Monday, May 5, 2014

The Beginning of the Forgiveness Challenge and so much more

Posted by Dana at Monday, May 05, 2014 0 comments


Today is the start of a new begininning.
I am cleaning out the cob webs and making life bearable again.
I have made a promise to myself to stick to 30 days of taking care of me and my life

I have started the Desmond Tutu 30 days forgiveness challenge.
I'm looking forward to learning how to let go.
How to forgive so that I can heal.

I have gone back to paleo.
I feel better when I'm clean eating.

I will meditate for 20 minutes a day...no excuses.

I will do some sort of Yoga three times a week.

I will clean the shit out of my house and organize like crazy.

These are the promises I have made to myself so that I can be a better me.

Welcome to my journey.

Sunday, March 30, 2014

Today

Posted by Dana at Sunday, March 30, 2014 0 comments
Life changes so quickly.

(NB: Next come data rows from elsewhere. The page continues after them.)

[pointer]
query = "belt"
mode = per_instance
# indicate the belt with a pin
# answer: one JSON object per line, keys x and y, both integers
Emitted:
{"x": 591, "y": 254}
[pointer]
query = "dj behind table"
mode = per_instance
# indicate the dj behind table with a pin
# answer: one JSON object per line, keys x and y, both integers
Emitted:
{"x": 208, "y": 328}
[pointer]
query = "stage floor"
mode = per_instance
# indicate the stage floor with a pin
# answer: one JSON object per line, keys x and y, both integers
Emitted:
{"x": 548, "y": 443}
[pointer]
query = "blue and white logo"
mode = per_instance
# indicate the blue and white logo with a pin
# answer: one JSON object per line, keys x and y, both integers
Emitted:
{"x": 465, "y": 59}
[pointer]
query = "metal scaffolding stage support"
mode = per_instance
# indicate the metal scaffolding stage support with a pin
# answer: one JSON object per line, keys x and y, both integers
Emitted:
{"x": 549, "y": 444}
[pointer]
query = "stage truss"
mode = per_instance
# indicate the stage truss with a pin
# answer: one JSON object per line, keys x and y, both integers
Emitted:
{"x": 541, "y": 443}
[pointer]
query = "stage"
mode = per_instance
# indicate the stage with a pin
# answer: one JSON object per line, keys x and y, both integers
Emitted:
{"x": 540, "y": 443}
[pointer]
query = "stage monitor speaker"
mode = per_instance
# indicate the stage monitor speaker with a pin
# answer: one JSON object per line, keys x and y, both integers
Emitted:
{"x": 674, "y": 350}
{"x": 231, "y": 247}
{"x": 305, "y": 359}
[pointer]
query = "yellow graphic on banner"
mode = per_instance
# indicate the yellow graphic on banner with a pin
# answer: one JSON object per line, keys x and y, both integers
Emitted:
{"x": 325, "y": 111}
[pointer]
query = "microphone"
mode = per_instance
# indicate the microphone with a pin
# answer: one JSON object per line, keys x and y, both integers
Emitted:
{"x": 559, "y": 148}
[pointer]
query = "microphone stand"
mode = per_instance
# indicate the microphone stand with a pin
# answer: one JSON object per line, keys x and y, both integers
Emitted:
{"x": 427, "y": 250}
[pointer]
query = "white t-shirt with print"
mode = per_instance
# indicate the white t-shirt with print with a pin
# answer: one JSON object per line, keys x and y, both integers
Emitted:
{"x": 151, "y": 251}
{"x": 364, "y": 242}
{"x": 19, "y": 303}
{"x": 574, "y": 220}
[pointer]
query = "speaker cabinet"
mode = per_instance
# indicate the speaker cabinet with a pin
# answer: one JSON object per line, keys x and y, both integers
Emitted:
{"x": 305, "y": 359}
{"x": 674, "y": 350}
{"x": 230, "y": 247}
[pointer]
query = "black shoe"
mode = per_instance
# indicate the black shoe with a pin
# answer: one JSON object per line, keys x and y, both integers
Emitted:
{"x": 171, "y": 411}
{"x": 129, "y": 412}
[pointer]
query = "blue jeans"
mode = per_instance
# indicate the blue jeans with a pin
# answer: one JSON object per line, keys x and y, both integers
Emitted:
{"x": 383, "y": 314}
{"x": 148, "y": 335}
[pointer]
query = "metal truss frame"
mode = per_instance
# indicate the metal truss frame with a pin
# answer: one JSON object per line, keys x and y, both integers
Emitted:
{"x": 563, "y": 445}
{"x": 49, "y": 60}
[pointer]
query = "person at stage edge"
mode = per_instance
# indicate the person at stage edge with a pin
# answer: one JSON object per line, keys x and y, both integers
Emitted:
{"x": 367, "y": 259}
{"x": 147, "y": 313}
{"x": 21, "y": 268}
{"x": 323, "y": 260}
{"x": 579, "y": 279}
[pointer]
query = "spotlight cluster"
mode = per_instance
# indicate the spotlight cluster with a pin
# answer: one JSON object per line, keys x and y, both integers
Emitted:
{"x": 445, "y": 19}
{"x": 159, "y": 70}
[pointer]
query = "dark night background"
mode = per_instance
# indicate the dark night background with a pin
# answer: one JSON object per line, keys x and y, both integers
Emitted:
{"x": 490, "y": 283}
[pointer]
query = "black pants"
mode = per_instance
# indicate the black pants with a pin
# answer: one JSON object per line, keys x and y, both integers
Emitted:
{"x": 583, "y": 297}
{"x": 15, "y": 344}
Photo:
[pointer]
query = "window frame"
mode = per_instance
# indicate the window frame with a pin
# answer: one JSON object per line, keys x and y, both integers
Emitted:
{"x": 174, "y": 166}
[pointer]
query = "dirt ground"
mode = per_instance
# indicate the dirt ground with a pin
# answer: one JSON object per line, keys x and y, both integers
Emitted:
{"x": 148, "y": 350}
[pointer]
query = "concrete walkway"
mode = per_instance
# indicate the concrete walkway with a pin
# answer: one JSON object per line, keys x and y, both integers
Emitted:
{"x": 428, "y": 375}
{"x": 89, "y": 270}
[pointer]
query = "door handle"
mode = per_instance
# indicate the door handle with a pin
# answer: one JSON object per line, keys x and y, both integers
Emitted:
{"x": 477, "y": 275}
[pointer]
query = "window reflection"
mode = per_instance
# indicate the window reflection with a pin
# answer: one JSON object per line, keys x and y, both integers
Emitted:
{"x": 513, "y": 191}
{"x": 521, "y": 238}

In the last week everything has been turned upside down. I have not panicked or lost it. I have been calm and serene. I will find an answer. I will make this work. I will soon have nightmares...but I have had these nightmares before. I wish that I hadn't, but I have. I know that the adrenaline will wake me but it will go away. I did the right thing and it worked out. I only wish I had someone to share all of this with. Just to get it out into the open where it isn't smoldering inside of me. But he too is gone. It is probably for the best but only time will tell and it was evil time that made it so. I am fine. I'll be ok.